ただ、他方で補正予算をやるということに仮になった場合においては、臨時国会で相当な、ある程度の審議時間を設けて議論しなくてはいけないということになったときには、政局、あるいは政治的な判断も生まれてくる可能性があると考えております。
これについては、正に総理が3党の党首会談の中でお話をされたことと直結をするところでございますので、我々としては、経済の状況をしっかりと分析する中で、意見は言わせていただく。その中で、最終的に御判断をされるのは総理でありますので、今この段階で外見上やるか、やらないかということについては、まだ見通せていない。やるともやらないとも言える状況ではないということだと御理解をいただければと思います。
(問)昨夜の会見でも出てましたけれども、日銀とのアコードの件なのですけれども、これは閣内に入られて、政府としてこれを具体化していくというお考えがあるのかどうかという点と、もしそういうものをつくるのであれば、どういった内容が望ましいとお考えなのか。政府が指示するなど、いろいろなレベルが考えられると思うのですけれども、御見解をお願いします。
(答)政調会長のときに日銀がしっかりとした金融緩和目標、デフレ脱却の意思を示さないのであれば、政府と日銀の間で協定、アコードを結んででも、しっかりとその目標を達成すべきだということを申し上げたことは事実でありますし、二度の予算委員会においても、総理に対して、あるいは白川総裁に対しても、そういった提言もしたことも事実でございます。

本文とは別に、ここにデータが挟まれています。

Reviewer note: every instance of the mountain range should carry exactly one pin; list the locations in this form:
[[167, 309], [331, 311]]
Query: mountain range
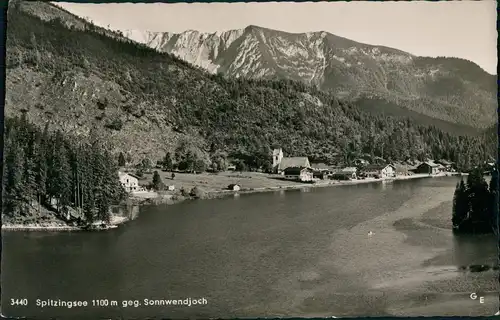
[[382, 79], [85, 80]]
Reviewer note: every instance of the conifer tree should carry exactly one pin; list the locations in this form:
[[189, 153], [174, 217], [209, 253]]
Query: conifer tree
[[121, 160]]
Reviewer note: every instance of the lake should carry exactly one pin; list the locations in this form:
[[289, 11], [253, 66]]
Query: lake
[[359, 250]]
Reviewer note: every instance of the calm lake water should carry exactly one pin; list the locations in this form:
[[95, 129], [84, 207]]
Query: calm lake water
[[294, 253]]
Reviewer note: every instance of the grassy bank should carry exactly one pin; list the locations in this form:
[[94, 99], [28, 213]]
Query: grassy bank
[[208, 185]]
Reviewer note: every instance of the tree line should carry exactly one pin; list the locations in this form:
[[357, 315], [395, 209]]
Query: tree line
[[238, 119], [475, 204], [45, 170]]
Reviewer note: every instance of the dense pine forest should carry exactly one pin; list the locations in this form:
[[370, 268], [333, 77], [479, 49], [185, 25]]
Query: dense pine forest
[[241, 119], [475, 204], [47, 171]]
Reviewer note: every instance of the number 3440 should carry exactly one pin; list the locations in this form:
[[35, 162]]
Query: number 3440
[[18, 302]]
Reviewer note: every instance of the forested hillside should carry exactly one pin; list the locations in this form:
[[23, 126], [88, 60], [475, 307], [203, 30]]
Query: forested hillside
[[145, 103], [46, 171], [446, 89]]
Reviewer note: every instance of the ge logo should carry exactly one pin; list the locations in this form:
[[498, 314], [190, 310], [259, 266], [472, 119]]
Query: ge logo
[[474, 296]]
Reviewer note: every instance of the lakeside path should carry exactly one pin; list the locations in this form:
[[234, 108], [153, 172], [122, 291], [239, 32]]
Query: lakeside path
[[213, 186]]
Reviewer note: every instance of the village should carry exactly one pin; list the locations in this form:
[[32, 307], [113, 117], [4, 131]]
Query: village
[[287, 173]]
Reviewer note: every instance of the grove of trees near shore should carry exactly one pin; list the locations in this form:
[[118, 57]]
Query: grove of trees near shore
[[475, 204], [51, 171]]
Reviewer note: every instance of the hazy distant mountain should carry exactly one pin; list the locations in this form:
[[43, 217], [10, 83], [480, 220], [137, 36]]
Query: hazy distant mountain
[[449, 89]]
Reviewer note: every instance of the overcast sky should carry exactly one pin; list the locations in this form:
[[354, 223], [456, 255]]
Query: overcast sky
[[464, 29]]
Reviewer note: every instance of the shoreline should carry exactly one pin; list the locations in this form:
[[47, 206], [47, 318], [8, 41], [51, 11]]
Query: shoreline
[[153, 198]]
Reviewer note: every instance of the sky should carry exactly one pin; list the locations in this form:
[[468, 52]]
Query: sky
[[463, 29]]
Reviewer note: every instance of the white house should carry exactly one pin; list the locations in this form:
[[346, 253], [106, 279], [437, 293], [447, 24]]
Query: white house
[[234, 187], [129, 181], [381, 171], [302, 174], [280, 163]]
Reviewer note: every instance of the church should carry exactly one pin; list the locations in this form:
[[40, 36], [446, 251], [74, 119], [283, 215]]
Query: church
[[280, 163]]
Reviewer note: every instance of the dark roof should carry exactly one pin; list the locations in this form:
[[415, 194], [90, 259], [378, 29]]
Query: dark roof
[[321, 165], [444, 162], [294, 170], [375, 167], [289, 162], [129, 174], [430, 164]]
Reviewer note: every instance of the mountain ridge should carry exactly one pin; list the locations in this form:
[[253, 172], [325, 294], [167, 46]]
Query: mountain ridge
[[450, 89], [145, 103]]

現在、私はこの経済財政担当という政府の中の一員として役割を果たすことになりました。そして、デフレ脱却は、最重要の課題だと認識をしております。したがいまして、2月14日の日銀の金融緩和の意思表示と、それをやる意思、体制、あるいは継続性をしっかりと分析し、判断をする中で、足らざるときには日銀の政策決定会合に私も出られる立場にはなるわけでありますので、まずは日銀の2月14日に示したものの本気度といいますか、その実現するための努力をしっかりと政府からお願いをしていく、あるいは話し合いを強めていくということが大事なことではないかと思っております。まずは、それをしっかりやることが大事だと思います。
(問)来年度予算編成に関してなのですけれども、国家戦略担当大臣として、どういうような考え方で臨まれようと思っているのか。

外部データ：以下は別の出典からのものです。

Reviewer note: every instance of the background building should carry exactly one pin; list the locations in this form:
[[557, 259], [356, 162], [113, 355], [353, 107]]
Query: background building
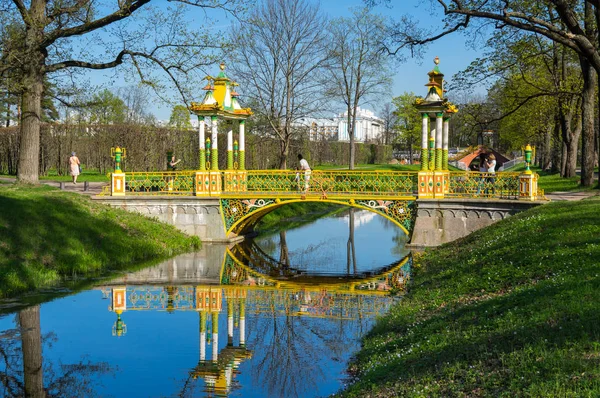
[[368, 127]]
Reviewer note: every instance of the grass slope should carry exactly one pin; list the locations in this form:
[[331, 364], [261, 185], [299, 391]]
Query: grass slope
[[553, 182], [510, 311], [47, 235]]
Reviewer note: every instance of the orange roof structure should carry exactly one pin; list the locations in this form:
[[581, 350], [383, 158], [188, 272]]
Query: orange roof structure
[[468, 159]]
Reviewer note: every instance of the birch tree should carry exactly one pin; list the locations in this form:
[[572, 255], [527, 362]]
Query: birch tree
[[358, 70], [279, 56]]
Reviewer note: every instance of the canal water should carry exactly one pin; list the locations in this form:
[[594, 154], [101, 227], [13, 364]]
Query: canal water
[[278, 316]]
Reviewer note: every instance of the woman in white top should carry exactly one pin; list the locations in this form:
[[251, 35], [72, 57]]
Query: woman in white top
[[490, 163], [74, 166], [306, 168]]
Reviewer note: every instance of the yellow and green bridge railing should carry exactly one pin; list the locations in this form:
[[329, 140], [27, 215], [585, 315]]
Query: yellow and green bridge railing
[[247, 195]]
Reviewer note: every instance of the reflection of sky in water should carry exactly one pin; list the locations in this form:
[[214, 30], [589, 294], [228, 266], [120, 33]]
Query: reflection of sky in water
[[292, 356], [300, 339], [322, 245]]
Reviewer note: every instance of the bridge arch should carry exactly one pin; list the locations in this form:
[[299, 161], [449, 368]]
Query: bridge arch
[[240, 215], [243, 263]]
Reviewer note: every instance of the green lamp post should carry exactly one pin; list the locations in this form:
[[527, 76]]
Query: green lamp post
[[118, 154], [119, 327], [528, 152]]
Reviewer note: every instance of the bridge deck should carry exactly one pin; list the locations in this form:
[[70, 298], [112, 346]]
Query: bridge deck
[[331, 184]]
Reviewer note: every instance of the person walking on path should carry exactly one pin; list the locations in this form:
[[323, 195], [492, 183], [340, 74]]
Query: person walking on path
[[482, 170], [173, 163], [303, 166], [74, 166], [490, 164]]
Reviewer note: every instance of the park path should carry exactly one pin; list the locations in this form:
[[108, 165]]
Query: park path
[[94, 188]]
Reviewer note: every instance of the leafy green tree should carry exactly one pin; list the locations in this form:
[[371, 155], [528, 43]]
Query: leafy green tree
[[107, 108], [53, 38], [180, 118], [572, 24]]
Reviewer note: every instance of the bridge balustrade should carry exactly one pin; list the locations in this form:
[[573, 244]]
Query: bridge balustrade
[[330, 183], [487, 185]]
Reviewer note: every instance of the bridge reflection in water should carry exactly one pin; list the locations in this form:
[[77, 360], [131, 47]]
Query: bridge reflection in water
[[247, 282]]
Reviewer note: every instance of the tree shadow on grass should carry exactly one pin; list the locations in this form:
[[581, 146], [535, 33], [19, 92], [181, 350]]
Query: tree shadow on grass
[[558, 320], [47, 237]]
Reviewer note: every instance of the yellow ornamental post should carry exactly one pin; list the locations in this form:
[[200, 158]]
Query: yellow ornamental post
[[117, 185]]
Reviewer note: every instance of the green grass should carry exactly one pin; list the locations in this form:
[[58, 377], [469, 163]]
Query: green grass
[[509, 311], [86, 175], [47, 235]]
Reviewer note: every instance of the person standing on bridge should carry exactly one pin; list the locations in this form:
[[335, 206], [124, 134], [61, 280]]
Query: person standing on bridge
[[490, 164], [303, 166], [74, 166], [173, 163], [482, 170]]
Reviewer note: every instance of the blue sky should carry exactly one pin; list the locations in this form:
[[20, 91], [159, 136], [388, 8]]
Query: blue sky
[[410, 75]]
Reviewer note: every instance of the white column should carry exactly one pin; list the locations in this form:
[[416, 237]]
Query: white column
[[230, 329], [213, 137], [424, 150], [201, 137], [424, 132], [438, 132], [242, 331], [242, 142], [215, 347], [445, 134], [445, 140], [202, 346]]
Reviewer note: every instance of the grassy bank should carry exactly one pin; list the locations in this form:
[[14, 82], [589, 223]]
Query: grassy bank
[[47, 235], [553, 182], [510, 311]]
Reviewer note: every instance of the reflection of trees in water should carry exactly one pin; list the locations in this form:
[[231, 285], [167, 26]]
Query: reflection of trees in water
[[287, 349], [24, 373], [327, 252], [399, 238]]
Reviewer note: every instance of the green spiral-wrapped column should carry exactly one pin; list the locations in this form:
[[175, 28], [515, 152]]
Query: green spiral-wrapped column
[[214, 161], [424, 157], [230, 149], [445, 142], [242, 165]]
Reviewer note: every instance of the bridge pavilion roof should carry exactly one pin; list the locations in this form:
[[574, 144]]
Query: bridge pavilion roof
[[435, 100], [221, 99]]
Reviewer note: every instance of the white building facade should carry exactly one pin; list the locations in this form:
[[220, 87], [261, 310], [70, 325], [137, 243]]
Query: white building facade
[[368, 127]]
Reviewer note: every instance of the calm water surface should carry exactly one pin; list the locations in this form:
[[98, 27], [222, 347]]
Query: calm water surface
[[279, 316]]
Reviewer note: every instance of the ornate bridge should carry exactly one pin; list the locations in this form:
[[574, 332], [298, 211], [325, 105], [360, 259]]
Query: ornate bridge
[[245, 196]]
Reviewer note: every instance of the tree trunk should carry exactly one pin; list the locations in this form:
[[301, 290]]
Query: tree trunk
[[284, 147], [588, 131], [31, 106], [547, 158], [31, 340], [29, 148], [351, 131], [570, 137]]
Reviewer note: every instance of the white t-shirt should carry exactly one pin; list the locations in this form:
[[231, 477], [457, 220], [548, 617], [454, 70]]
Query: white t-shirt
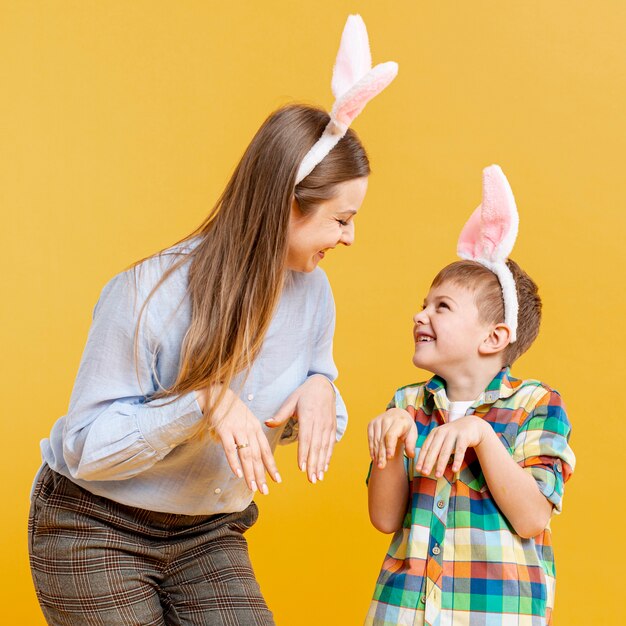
[[458, 409]]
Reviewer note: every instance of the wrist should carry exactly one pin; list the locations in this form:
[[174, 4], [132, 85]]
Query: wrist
[[328, 382], [485, 433]]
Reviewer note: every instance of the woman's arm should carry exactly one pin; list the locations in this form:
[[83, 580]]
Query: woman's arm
[[110, 431]]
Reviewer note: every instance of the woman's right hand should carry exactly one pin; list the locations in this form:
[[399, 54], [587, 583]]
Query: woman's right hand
[[246, 447]]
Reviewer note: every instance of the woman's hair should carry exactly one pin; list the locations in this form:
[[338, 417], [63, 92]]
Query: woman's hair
[[237, 269]]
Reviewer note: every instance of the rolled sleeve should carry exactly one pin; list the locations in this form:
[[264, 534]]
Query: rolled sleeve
[[542, 447], [113, 429]]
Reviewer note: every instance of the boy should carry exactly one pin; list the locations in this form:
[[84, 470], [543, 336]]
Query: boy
[[486, 454]]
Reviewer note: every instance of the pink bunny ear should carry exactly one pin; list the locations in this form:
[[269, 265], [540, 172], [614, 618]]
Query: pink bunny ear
[[489, 235], [354, 58], [349, 105], [491, 230], [354, 84]]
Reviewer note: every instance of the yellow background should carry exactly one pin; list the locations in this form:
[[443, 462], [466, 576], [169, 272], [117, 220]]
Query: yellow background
[[120, 123]]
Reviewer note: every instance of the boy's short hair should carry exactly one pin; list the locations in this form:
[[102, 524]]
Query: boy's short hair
[[488, 296]]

あともう1点、財務大臣との役割の分担についてお考えになっていることがあればお願いします。
(答)まず一つは、私が政調会長として概算要求の組替え基準をまとめさせていただいて、そしてグリーン、ライフ、そして6次産業化、こういったものに対してしっかりと削った分、4倍、2倍、1.5倍ということで、メリハリのつく予算編成にすべきだということを政府と話をする中で、まとめた経緯がございますし、その組替え基準に基づいて、概算要求が出そろっているという状況だと思います。

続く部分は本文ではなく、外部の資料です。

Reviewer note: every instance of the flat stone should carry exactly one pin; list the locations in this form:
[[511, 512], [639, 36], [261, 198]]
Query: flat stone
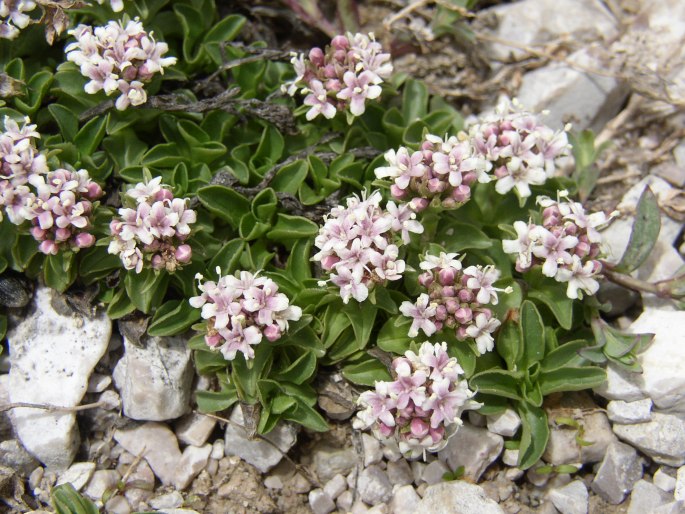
[[261, 454], [320, 502], [157, 445], [457, 497], [627, 413], [472, 447], [570, 499], [155, 379], [373, 486], [646, 497], [663, 438], [193, 460], [78, 475], [563, 448], [53, 351], [505, 424], [195, 429], [617, 473], [328, 462], [404, 500]]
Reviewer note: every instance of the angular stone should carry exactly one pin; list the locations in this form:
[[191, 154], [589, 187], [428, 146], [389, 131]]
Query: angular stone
[[404, 500], [472, 447], [373, 486], [261, 454], [618, 472], [157, 445], [457, 497], [505, 424], [195, 429], [155, 379], [193, 460], [570, 499], [78, 475], [663, 438], [646, 497], [53, 351], [627, 413]]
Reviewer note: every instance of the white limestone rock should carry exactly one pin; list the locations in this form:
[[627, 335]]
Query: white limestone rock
[[472, 447], [257, 452], [53, 351], [457, 497], [155, 379], [157, 445], [570, 499], [627, 413]]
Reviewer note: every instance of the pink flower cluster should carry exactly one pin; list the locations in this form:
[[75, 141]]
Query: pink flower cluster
[[359, 244], [241, 310], [566, 244], [522, 149], [118, 58], [153, 229], [13, 17], [440, 173], [422, 407], [346, 74], [61, 210], [455, 299], [20, 162]]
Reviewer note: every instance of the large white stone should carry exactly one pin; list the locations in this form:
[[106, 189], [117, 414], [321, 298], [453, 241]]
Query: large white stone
[[457, 497], [156, 444], [263, 455], [155, 379], [53, 351]]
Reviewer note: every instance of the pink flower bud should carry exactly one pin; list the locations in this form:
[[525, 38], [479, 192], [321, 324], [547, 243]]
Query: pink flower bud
[[183, 253], [84, 240]]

私は政権交代の大きなポイントだと思いますけれども、予算編成というものを財務省ではなくて、まだできておりませんけれども、国家戦略局というところが担っていくということがもともとの政権交代の原点であったわけであります。財務省も大変重要な役割を果たしてもらわなくてはいけませんけれども、税、財政、あるいは経済全般を見ながら、政治主導を貫く中で、国家戦略局がまだできておりませんけれども、予算編成を行うということが本来の目的ではなかったかと思っております。
それをしっかりと頭の中に入れて、ただ政府は一体でございますので、財務大臣とも、あるいは他の大臣ともしっかりと話をしながら、いつ解散になるか、先程の御質問ではありませんけれども、私が決めることではありませんけれども、11月の末、12月までまだ解散がしていなければ、主体的に予算編成についての役割を果たしていきたいと考えております。
(問)エネルギー戦略についてなのですが、30年代を目標に原発ゼロにすることについて、田中真紀子文部科学大臣は昨晩の会見でも、改めてハードルが非常に高くて難しく、内閣改造を受けて、改めて議論し直すべきだという所感を述べられたのですが、この議論をし直すということがあり得るのかどうか、また閣内不一致ではないかという指摘についてはどのようにお考えか、お聞かせください。
(答)昨日は矛盾だとおっしゃったので、私はいささか乱暴な議論ではないかと申し上げましたけれども、今おっしゃった、引用された文言であれば、私は田中大臣との認識と大きく変わっていないと思います。つまり非常に難しい問題であることは事実であります。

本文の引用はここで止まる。